Dora found it hard to stop thanking me. ‘I don’t know what we’d have done, you’ve been such a help, Queenie, you really have . . .’ Out on her precious Connaught Street she didn’t appear to want to stop waving goodbye. I was quite a way down the road and could still hear her calling, ‘How can we ever thank you enough? Don’t
be a stranger. Come any time.’
‘’Bye, then,’ I was saying when I noticed a woman running after me down the street. Well dressed with delicate heels that clopped on the pavement like a thoroughbred.
‘You there, you there,’ she called. ‘Are you responsible for this?’ I stopped for a moment until she said, ‘I want to know on whose authority those people have been put into that property.’ I began walking again, fast, as she chased after me saying, ‘I want to know the name of your superior. I want to make a complaint. I’m not happy to have those people living here. This is a respectable street. Those kind of people do not belong here. Let me tell you, there will be a great deal of trouble if they stay because I am not happy about it, not happy about it at all.’
Twenty-eight
Queenie
It was my fault that Bernard volunteered for the RAF before waiting to be asked. Men not in uniform began to look out of place in streets rolling in blue and khaki. With us having to import Yanks and him still wearing what he liked, he was self conscious, apologetic, even. But it wasn’t that – it was all that catastrophe that dodged in behind me every time I came home from the rest centre. And when he tried to turn away he’d look straight into another war – scarred into the face of his own father. He had to join up.

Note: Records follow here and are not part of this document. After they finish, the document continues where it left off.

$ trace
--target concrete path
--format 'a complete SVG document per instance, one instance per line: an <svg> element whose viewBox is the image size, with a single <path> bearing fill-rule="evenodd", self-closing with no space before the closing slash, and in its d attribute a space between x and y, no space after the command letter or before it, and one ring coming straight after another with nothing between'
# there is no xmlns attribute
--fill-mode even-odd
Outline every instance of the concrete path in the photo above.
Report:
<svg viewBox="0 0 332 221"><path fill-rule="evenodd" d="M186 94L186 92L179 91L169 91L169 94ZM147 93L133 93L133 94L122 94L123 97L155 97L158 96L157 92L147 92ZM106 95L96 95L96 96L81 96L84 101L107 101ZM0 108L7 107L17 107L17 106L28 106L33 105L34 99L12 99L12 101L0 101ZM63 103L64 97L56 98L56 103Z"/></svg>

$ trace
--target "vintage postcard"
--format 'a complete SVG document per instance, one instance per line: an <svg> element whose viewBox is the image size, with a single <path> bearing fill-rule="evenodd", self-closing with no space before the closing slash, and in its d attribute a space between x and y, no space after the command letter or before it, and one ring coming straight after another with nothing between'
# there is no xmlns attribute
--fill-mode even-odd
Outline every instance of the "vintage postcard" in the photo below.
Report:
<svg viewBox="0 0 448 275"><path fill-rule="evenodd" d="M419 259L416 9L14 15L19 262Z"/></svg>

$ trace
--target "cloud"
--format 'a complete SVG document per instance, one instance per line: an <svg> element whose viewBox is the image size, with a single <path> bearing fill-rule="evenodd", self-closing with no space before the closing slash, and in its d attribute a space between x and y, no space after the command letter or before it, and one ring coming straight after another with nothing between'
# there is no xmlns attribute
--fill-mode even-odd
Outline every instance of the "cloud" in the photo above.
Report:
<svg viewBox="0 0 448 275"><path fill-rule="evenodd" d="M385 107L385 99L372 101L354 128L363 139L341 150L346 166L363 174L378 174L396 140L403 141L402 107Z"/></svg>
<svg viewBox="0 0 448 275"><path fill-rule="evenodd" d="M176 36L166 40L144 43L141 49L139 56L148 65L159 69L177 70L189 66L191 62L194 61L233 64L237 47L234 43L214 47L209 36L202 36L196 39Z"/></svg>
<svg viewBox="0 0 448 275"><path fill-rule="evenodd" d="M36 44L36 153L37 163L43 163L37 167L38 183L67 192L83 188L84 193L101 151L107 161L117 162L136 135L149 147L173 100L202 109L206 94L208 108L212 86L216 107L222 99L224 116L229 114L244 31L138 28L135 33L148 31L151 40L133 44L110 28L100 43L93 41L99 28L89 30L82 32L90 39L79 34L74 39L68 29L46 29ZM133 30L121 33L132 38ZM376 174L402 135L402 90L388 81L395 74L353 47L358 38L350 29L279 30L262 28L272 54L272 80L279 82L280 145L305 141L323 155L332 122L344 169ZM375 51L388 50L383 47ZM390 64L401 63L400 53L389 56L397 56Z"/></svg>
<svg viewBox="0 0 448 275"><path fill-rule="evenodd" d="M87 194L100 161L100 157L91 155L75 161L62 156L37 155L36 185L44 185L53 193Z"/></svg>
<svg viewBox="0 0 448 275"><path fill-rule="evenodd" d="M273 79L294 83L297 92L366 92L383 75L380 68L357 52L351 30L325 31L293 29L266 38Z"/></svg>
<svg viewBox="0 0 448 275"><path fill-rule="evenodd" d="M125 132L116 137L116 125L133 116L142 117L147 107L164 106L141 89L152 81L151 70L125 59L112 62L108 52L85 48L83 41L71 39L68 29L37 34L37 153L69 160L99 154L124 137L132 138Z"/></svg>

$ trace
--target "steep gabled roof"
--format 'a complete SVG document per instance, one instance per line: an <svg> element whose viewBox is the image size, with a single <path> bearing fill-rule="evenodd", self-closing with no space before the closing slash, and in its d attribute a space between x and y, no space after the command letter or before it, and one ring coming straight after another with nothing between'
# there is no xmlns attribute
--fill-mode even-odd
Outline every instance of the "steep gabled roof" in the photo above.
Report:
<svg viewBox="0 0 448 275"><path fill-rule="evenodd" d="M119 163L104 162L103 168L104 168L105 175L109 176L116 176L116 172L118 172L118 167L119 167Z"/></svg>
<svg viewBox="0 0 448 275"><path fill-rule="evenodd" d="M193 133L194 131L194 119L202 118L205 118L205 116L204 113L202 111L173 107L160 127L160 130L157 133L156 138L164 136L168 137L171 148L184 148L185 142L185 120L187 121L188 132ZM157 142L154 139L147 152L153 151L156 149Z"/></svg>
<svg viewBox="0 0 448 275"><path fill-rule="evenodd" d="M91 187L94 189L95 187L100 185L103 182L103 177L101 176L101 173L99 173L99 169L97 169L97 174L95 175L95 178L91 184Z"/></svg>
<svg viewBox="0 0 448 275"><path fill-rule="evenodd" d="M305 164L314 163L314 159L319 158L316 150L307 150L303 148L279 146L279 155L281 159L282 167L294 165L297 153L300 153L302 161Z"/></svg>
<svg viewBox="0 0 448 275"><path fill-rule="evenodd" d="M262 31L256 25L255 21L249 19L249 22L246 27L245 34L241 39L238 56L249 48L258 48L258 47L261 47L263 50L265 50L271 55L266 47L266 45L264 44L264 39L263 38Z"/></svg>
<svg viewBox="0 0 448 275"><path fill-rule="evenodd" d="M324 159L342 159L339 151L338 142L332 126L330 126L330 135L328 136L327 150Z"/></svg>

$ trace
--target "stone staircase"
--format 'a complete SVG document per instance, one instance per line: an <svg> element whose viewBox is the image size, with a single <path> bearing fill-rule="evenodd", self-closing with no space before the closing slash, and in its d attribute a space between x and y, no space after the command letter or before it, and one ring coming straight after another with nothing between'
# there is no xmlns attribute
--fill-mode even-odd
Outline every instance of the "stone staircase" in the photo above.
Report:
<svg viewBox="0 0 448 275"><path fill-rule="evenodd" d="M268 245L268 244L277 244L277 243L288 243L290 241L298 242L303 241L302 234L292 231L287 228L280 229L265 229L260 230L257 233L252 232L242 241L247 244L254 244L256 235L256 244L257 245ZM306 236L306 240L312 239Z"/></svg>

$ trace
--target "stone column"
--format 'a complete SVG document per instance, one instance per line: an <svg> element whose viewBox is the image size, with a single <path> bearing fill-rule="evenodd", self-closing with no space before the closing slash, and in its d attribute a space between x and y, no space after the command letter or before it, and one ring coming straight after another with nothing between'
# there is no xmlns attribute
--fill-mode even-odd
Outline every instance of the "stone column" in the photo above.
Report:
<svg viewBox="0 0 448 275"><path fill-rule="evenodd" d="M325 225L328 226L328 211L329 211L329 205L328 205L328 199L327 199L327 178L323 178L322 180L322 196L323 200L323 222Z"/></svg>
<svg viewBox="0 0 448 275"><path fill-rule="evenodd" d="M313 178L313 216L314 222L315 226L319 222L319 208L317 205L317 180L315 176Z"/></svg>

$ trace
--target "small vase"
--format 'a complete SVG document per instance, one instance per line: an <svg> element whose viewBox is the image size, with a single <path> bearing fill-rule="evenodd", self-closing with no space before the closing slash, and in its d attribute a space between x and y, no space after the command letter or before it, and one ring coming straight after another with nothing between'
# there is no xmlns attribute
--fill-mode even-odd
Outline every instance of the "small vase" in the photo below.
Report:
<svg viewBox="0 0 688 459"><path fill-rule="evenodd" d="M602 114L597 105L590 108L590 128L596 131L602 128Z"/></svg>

And the RAF wanted him. A skinny bank clerk who always blew on his tea before he drank it. A man who had trouble finding enough rage to scare next-door’s cat out of our shelter. And it wasn’t just that the military could see his wiry frame fitting into any desk space no matter how small: Bernard was to become part of their fighting machine – they were sending him overseas. Mr Todd slapped his back, saying, ‘Good show, Bernard, good man.’ People who would never before pass the time of day with me asked after my husband. And when I talked about him I plumped almost as proud as Auntie Dorothy with Montgomery. I swear his shoulders got broader, his hands more manly with every leave. Even the back of his neck looked fearless with the collar of his RAF blues pressing against it. I was almost jealous now someone else wanted him. He’s my husband, where are you sending him? Training in Skegness and Blackpool, he was home more often than he used to be. But overseas! Where overseas? How far? We live on an island, for God’s sake, everywhere is blinking overseas.